Private investors an option for small banks, businesses seeking to raise capital
The TARP funds offered earlier this year by the federal government were initially attractive to members of the struggling banking industry, but many banks ultimately decided not to go that route because of the strings attached.
Some small banks and businesses, however, are now in a better position to raise capital themselves, according to Jon Chism, a partner in the Grand Rapids office of Plante & Moran, PLLC.
"Where banks and businesses have a good story," he said, "they can go directly to existing shareholders, as well as to prospective investors in the community, to raise capital. We've already seen several of them do that, including Macatawa Bank."
Last November, Macatawa Bank of Holland got an infusion of cash from White Bay Capital LLC, an organization in which David Van Andel plays a key management role.
In May, Macatawa Bank announced it had withdrawn its application to participate in the U.S. Treasury Department's TARP Capital Purchase Program.
"Since the submission of the Company's application, TARP has evolved and changed significantly. In light of these changes and the Company's demonstrated ability to raise private capital, the Board of Directors and senior management team have determined that it would not be in the best interest of the Company's shareholders to participate in the TARP program," stated a document Macatawa Bank filed with the Securities and Exchange Commission.

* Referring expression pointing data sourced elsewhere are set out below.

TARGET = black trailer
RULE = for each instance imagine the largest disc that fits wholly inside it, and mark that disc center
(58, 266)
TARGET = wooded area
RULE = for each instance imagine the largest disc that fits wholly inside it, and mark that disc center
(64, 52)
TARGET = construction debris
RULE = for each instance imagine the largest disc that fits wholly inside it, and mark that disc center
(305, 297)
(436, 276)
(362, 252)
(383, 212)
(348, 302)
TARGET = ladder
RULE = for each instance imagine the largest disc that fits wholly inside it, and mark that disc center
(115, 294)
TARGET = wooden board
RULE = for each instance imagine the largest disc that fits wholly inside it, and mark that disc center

Low interest rates are also inducing private investors to seek opportunities in local businesses. Chism said he is working with a company that has a "green" product line, which has turned to private markets to raise capital.

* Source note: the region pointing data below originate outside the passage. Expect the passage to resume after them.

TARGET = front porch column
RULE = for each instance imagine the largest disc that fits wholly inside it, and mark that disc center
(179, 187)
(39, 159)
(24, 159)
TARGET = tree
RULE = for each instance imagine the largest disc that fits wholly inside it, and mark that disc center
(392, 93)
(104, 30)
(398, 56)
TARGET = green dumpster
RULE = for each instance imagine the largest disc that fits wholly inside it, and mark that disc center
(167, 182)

Brian Pollice, Plante & Moran's Financial Institutions Industry group leader, said some banks are continuing "to lose a significant amount of money due to bad or sour loans." That predicament has clearly scared many investors away from the banking industry in general, judging from some share prices these days, especially those of the smaller community banks.
That undervalued stock is where the opportunity lies — both for the investor and for those banks themselves when they need to raise capital.
"For the right investor and the right institution, there is an opportunity" in a rights offering from a small bank, said Pollice. That's when existing shareholders are offered a special discount to buy more shares.
At some small banks, the share price is trading at "10 to 30 percent of tangible net value — a deep discount," said Pollice. That looks like a nice return on investment in the future — if the economic troubles are really behind us.
Share prices for some local community banks earlier in September were a fraction of their value 18 months ago. Community Shores Bank in Muskegon was trading at $1.49 on Sept. 10; in January 2008, it was more than $7. Macatawa was at $2.21, versus $10.18 in January 2008. Independent Bank in Ionia was just less than $2, versus $13-plus in January 2008.
At the big financial institutions, it is probably too late to catch a lucrative ride on undervalued stock, said Pollice. Bank of America, which was at $45 in January of 2008, hit a low of $3.14 in March. Now it is trading at more than $17.
"The devil is in the details," however. Pollice said a wise investor must look into the asset quality of that community bank's loan portfolio.
"How well is that performing? And are they, one, adequately reserved? And two, is there another wave of bad loans coming?
"That is the million dollar question," he said.
Pollice said there are "a lot of economists out there saying we're coming out of the recession, or (are) out of it." He quickly adds that in Michigan, however, "things are still tough out there."
The FDIC is "taking a hard stance" nowadays, forcing some banks to "aggressively charge off loans" that are shaky, where in the past, a bank might have given those borrowers a little more time to make good.
The regulators, said Pollice, "don’t want to get caught with their pants down and miss the failure of a weak bank."
A potential investor in a bank must also have a good understanding of that bank's capital requirements as established by the regulators.
"If they fall below a certain level, then the bank is subject to seizure" by the fed, said Pollice.
"The knowledgeable guy and the risk taker — assuming he does his homework right — is going to be rewarded."
When pressed for his personal opinion, Pollice said he thinks "we're near the bottom of the trough. If you look at automotive production, and if you look at foreclosures subsiding a bit, I think the economy outside of Michigan is clearly coming back. I think we're on the start of an uptick."